I’m not going to make fun of Tori Spelling any more. At least I’m going to try my darndest.

When I talk about folks from my real life, I (usually) feel bad for gossiping / talking trash. But I seem to give myself license to make fun of celebs because they are public figures and many are so ridiculously privileged that it boggles my mind. I especially talk bitterly about those who have benefited from nepotism like Miss Tori Spelling of Aaron Spelling legacy fame, though my real beef with her was how she and her now-husband cheated on their ex-spouses to get with each other.

Both my boys were home with me today fighting a powerful cough once again. Micah is particularly susceptible to such cough attacks around this time of the year, but little E has also been suffering the past couple days. At one point, it would’ve been comical had it not been so pitiful – both of them performing a cough duet, fighting to be the one who gets to sit on my lap, not able to use their words because they were coughing so much. Just droppin’ ‘bows on each other and crying, grabbing at me.

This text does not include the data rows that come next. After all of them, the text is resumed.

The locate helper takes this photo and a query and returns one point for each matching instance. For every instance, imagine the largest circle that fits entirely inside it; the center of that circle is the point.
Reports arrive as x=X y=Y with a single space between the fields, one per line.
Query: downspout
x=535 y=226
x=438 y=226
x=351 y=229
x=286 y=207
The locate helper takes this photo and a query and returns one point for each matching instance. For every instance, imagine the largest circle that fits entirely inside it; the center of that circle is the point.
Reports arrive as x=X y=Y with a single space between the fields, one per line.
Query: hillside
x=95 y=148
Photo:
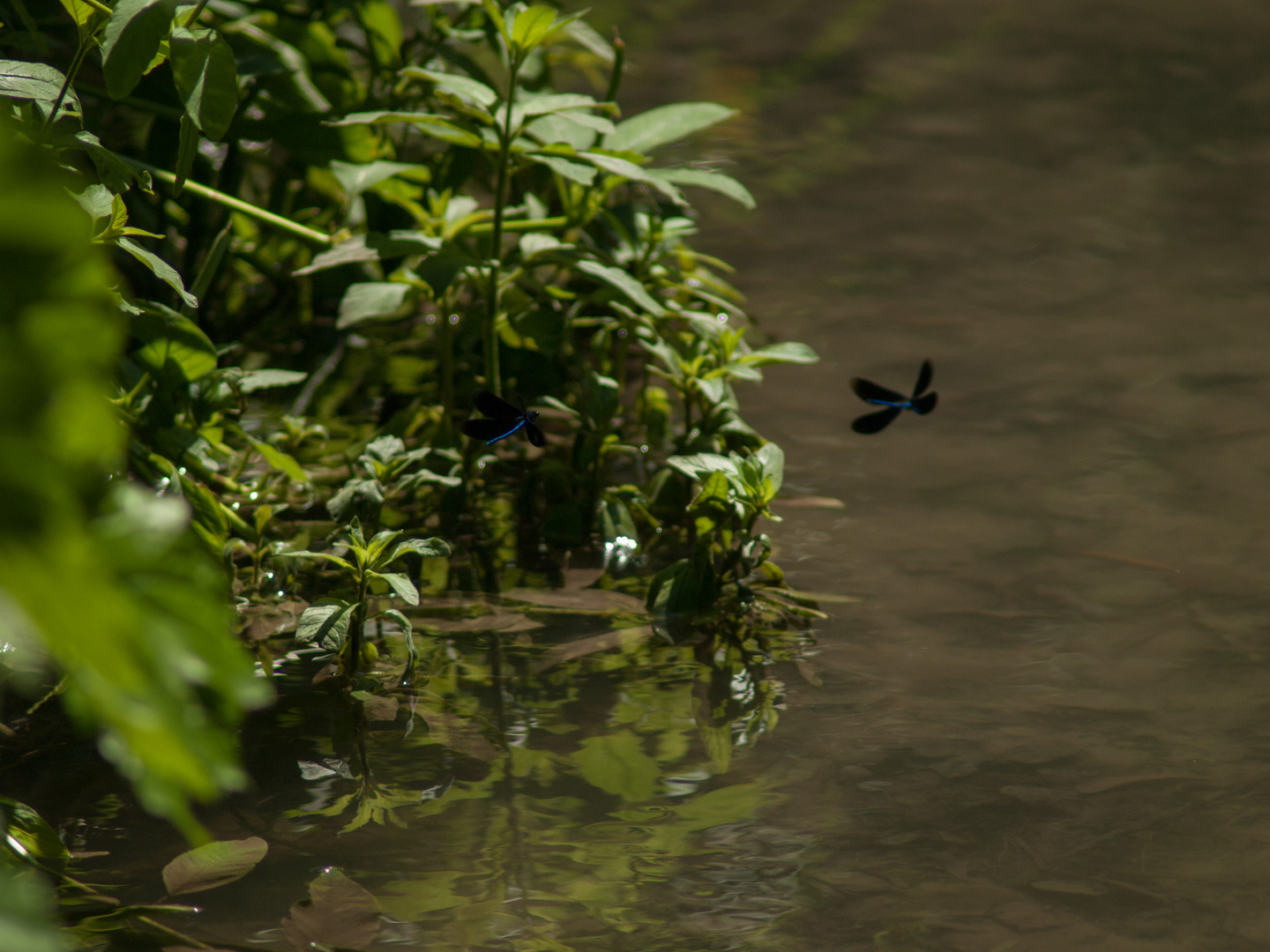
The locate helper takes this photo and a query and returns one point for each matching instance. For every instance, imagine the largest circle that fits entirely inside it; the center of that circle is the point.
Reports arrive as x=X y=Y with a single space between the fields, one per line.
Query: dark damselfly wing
x=496 y=406
x=489 y=430
x=923 y=381
x=874 y=394
x=875 y=423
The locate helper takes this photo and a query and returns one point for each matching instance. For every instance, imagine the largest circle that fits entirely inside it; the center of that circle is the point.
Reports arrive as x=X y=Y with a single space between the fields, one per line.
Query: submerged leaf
x=337 y=913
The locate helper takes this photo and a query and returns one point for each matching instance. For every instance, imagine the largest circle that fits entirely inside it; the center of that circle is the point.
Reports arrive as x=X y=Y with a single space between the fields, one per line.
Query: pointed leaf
x=461 y=86
x=374 y=300
x=202 y=66
x=325 y=625
x=624 y=282
x=131 y=41
x=163 y=271
x=167 y=335
x=713 y=181
x=401 y=585
x=427 y=547
x=667 y=123
x=213 y=865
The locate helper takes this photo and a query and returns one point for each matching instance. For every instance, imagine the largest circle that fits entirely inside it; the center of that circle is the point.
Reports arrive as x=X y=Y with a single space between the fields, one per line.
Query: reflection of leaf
x=568 y=651
x=337 y=913
x=616 y=763
x=410 y=900
x=213 y=865
x=582 y=600
x=459 y=734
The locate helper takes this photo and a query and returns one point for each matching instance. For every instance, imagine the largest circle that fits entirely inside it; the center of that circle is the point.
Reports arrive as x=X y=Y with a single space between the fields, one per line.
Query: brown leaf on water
x=337 y=913
x=568 y=651
x=213 y=865
x=459 y=734
x=1113 y=782
x=578 y=600
x=494 y=621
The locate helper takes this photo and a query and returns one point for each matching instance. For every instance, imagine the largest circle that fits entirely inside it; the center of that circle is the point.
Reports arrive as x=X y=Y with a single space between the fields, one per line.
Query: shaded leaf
x=401 y=585
x=167 y=335
x=337 y=913
x=213 y=865
x=371 y=300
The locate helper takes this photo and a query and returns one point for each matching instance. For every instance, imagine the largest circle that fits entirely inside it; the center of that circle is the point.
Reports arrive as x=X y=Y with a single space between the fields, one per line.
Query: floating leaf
x=213 y=865
x=337 y=913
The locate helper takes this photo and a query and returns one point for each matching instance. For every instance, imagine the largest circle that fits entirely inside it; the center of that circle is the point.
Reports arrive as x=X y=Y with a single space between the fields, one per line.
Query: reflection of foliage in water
x=571 y=801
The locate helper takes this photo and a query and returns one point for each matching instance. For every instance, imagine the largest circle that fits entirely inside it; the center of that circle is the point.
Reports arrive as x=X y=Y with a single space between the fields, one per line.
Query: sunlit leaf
x=131 y=41
x=664 y=124
x=213 y=865
x=325 y=625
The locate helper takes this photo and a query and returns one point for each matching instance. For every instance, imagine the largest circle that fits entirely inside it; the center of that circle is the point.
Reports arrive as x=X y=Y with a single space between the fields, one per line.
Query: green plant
x=337 y=625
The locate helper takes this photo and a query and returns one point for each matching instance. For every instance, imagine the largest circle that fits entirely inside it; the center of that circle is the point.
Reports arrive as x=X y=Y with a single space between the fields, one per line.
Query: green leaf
x=325 y=625
x=161 y=270
x=616 y=763
x=28 y=909
x=771 y=458
x=632 y=172
x=213 y=865
x=624 y=282
x=788 y=352
x=427 y=547
x=372 y=300
x=355 y=179
x=436 y=126
x=700 y=464
x=384 y=28
x=36 y=81
x=577 y=172
x=202 y=65
x=462 y=86
x=28 y=836
x=664 y=124
x=131 y=41
x=714 y=489
x=531 y=26
x=401 y=585
x=280 y=461
x=713 y=181
x=167 y=335
x=251 y=381
x=322 y=556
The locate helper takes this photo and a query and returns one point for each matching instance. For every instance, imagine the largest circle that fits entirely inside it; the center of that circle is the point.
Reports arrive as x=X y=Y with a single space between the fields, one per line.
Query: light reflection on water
x=1044 y=724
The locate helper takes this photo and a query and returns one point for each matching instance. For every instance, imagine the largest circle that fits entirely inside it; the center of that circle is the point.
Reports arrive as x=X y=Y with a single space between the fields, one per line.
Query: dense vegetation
x=257 y=260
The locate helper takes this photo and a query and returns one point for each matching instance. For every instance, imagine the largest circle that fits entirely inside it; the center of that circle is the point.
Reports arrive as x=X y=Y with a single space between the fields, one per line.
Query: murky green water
x=1044 y=725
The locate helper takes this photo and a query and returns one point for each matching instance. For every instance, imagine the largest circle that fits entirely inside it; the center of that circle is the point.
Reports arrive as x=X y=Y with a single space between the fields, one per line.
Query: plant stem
x=66 y=84
x=493 y=378
x=238 y=205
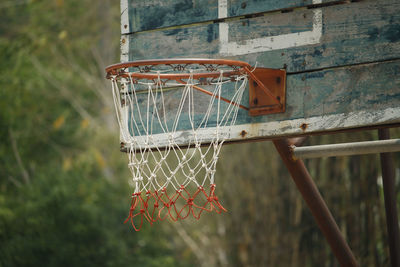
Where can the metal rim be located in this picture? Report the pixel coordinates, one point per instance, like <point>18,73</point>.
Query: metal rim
<point>119,69</point>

While it was a tough day, I felt flattered by how much they just wanted their Mama. They won’t always want me and they are growing up so fast.

Kevin came home to relieve me after a trying day, gifting me with some halal cart food he had picked up to make dinner easier on me. The boys could hardly even drink their beef broth through their coughing so we didn’t force it. After tending to many cough episodes, Kevin declared that he, too, wasn’t feeling well and fell asleep with Micah in the boys’ room, both of them on the floor.

E is right next to me in our big bed as I type this.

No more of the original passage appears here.